A novel amphiphilic pH-sensitive triblock polymer brush (poly(β-amino esters)--cholesterol)--poly(ethylene glycol)--(poly(β-amino esters)--cholesterol) ((PAE--Chol)--PEG--(PAE--Chol)) was designed and synthesized successfully through a three-step reaction, and their self-assembled polymeric micelles were used as hydrophobic anticancer drug delivery carriers to realize effectively controlled release. The critical micelle concentrations were 6.8 μg/mL, 12.6 μg/mL, 17.4 μg/mL, and 26.6 μg/mL at pH values of 7.4, 6.5, 6.0, and 5.0, respectively. The trend of critical micelle concentrations indicated that the polymer had high stability that could prolong the circulation time in the body. The hydrodynamic diameter and zeta potential of the polymeric micelles were influenced significantly by the pH values. As pH decreased from 7.4 to 5.0, the particle size and zeta potential increased from 205.4 nm to 285.7 nm and from +12.7 mV to +47.0 mV, respectively. The p of the polymer was confirmed to be approximately 6.5 by the acid-base titration method. The results showed that the polymer had sharp pH-sensitivity because of the protonation of the amino groups, resulting in transformation of the PAE segment from hydrophobic to hydrophilic. Doxorubicin-loaded polymeric micelles were prepared with a high loading content (20%) and entrapment efficiency (60%) using the dialysis method. The in vitro results demonstrated that drug release rate and cumulative release were obviously dependent on pH values. Furthermore, the drug release mechanism was also controlled by the pH values. The polymer had barely any cytotoxicity, whereas the doxorubicin-loaded system showed high toxicity for HepG2 cells as free drugs. All the results proved that the pH-sensitive triblock polymer brush and its self-assembled micelle might be a potential delivery carrier for anticancer drugs with sustained release.

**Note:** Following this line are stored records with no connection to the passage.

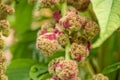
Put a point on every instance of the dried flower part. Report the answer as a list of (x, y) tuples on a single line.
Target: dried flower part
[(66, 71), (5, 32), (53, 64), (90, 31), (2, 43), (79, 52), (71, 21), (3, 77), (57, 15), (47, 43), (100, 77), (62, 39), (4, 24), (6, 9), (48, 3)]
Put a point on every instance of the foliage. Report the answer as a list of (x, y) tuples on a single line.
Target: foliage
[(28, 63)]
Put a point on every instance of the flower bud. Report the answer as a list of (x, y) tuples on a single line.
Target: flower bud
[(66, 71), (100, 77), (76, 78), (2, 43), (53, 64), (2, 59), (47, 43), (57, 15), (3, 77), (4, 24), (2, 68), (6, 9), (62, 39), (79, 52), (5, 32), (90, 30), (71, 21), (48, 3), (32, 1)]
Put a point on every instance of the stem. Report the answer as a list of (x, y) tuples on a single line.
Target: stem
[(89, 68), (64, 8), (67, 56)]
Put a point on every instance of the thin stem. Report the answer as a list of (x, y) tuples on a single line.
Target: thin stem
[(89, 68), (64, 8), (67, 56)]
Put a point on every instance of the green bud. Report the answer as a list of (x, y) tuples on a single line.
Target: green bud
[(90, 30), (62, 39), (79, 52), (4, 77), (4, 24), (53, 64), (67, 70), (2, 43)]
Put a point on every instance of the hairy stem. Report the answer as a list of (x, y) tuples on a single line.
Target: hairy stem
[(67, 56), (64, 8)]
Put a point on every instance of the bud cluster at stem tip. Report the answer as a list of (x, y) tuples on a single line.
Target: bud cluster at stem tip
[(4, 31), (62, 69)]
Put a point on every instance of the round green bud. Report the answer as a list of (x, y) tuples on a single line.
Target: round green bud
[(90, 30), (79, 52), (5, 32), (53, 64), (66, 71)]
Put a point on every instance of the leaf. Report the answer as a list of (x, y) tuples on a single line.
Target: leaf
[(38, 70), (23, 16), (59, 53), (108, 15), (19, 69), (111, 68)]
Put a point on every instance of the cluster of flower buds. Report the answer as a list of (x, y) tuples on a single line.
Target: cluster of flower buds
[(79, 4), (79, 52), (62, 69), (47, 43), (5, 10), (4, 31), (71, 28), (48, 3), (100, 77)]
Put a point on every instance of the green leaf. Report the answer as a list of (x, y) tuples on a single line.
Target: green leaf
[(23, 16), (108, 15), (38, 70), (19, 69), (111, 68)]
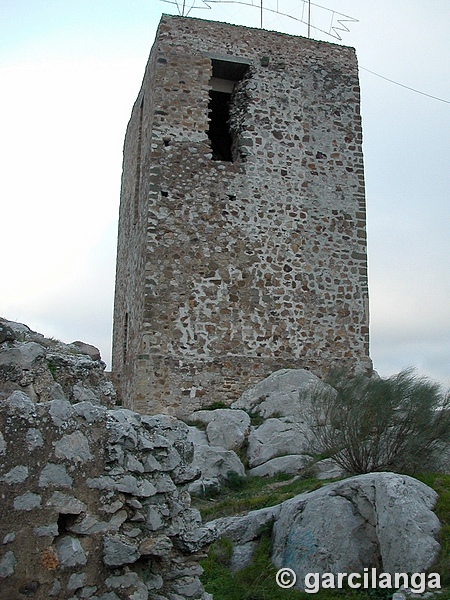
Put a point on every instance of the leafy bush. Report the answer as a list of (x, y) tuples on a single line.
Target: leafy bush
[(398, 424)]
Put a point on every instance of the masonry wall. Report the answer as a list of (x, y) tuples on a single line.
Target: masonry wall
[(229, 270)]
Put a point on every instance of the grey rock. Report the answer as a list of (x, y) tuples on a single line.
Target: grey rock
[(215, 463), (246, 528), (89, 525), (127, 484), (276, 437), (6, 333), (56, 392), (187, 587), (22, 355), (92, 413), (76, 581), (54, 474), (154, 519), (46, 530), (65, 504), (70, 552), (118, 551), (228, 428), (242, 555), (122, 581), (7, 564), (285, 393), (407, 527), (55, 589), (201, 416), (134, 465), (196, 436), (290, 464), (328, 469), (61, 411), (21, 405), (17, 475), (91, 351), (84, 394), (159, 545), (73, 447), (88, 591), (34, 439), (27, 501), (356, 523)]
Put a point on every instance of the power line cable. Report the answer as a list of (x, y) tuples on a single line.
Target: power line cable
[(405, 86)]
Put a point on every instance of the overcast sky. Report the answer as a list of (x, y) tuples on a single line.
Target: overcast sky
[(70, 71)]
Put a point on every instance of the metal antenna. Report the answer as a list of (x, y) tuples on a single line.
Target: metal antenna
[(337, 21), (309, 18)]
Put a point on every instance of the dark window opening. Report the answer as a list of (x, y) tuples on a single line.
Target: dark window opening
[(125, 339), (137, 186), (219, 128), (222, 131)]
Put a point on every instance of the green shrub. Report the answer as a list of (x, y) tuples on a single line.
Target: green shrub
[(398, 424)]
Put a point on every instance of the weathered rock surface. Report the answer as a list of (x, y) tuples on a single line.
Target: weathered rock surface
[(46, 369), (380, 520), (214, 464), (291, 464), (94, 500), (276, 437), (285, 393), (281, 443), (224, 427)]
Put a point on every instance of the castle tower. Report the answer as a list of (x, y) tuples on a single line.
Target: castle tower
[(242, 232)]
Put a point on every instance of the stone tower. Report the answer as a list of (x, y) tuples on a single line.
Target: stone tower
[(242, 232)]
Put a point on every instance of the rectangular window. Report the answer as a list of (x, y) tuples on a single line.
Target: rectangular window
[(225, 76)]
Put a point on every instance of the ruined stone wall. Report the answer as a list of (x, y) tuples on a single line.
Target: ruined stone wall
[(258, 263), (94, 500)]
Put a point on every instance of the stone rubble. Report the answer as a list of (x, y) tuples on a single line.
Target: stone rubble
[(94, 499)]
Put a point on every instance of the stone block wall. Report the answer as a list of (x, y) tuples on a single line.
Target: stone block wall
[(230, 269)]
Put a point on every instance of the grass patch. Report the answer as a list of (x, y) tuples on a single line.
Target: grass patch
[(441, 484), (243, 495), (257, 580)]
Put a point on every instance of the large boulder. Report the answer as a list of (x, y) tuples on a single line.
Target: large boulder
[(285, 393), (275, 438), (377, 520), (284, 401), (224, 427), (95, 502), (213, 463), (46, 369), (291, 464)]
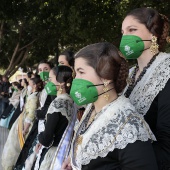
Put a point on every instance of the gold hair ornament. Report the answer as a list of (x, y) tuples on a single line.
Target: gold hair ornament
[(105, 89)]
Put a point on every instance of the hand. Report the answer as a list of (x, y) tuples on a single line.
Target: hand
[(66, 164), (38, 147)]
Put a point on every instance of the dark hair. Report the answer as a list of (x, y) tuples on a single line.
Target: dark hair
[(25, 81), (46, 62), (106, 60), (156, 23), (29, 74), (69, 56), (37, 80), (17, 84), (64, 75)]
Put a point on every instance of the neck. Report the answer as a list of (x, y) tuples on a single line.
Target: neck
[(101, 101), (144, 59)]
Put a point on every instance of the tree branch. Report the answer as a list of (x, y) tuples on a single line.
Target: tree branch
[(27, 45), (12, 59)]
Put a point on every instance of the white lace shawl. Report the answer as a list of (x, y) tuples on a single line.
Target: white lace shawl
[(63, 104), (153, 81), (117, 125)]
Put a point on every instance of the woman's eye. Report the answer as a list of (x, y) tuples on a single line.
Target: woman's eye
[(132, 29)]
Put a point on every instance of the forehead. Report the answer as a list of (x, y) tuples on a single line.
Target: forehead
[(80, 62), (62, 57), (129, 21), (43, 65)]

通过三步反应成功设计并合成了一种新型两亲性pH敏感三嵌段聚合物刷(聚(β-氨基酯)-胆固醇)-聚乙二醇-(聚(β-氨基酯)-胆固醇)((PAE-Chol)-PEG-(PAE-Chol)),其自组装聚合物胶束用作疏水性抗癌药物递送载体以实现有效控释。在pH值为7.4、6.5、6.0和5.0时,临界胶束浓度分别为6.8μg/mL、12.6μg/mL、17.4μg/mL和26.6μg/mL。临界胶束浓度的趋势表明该聚合物具有高稳定性,可延长其在体内的循环时间。聚合物胶束的流体动力学直径和zeta电位受pH值的显著影响。随着pH从7.4降至5.0,粒径和zeta电位分别从205.4nm增加到285.7nm,从+12.7mV增加到+47.0mV。通过酸碱滴定法确定该聚合物的p约为6.5。结果表明,由于氨基的质子化,该聚合物具有敏锐的pH敏感性,导致PAE链段从疏水性转变为亲水性。采用透析法制备了载药量高(20%)和包封率高(60%)的载阿霉素聚合物胶束。体外结果表明,药物释放速率和累积释放明显依赖于pH值。此外,药物释放机制也受pH值控制。该聚合物几乎没有细胞毒性,而载阿霉素体系对HepG2细胞显示出与游离药物一样的高毒性。所有结果证明,pH敏感三嵌段聚合物刷及其自组装胶束可能是一种潜在的抗癌药物缓释递送载体。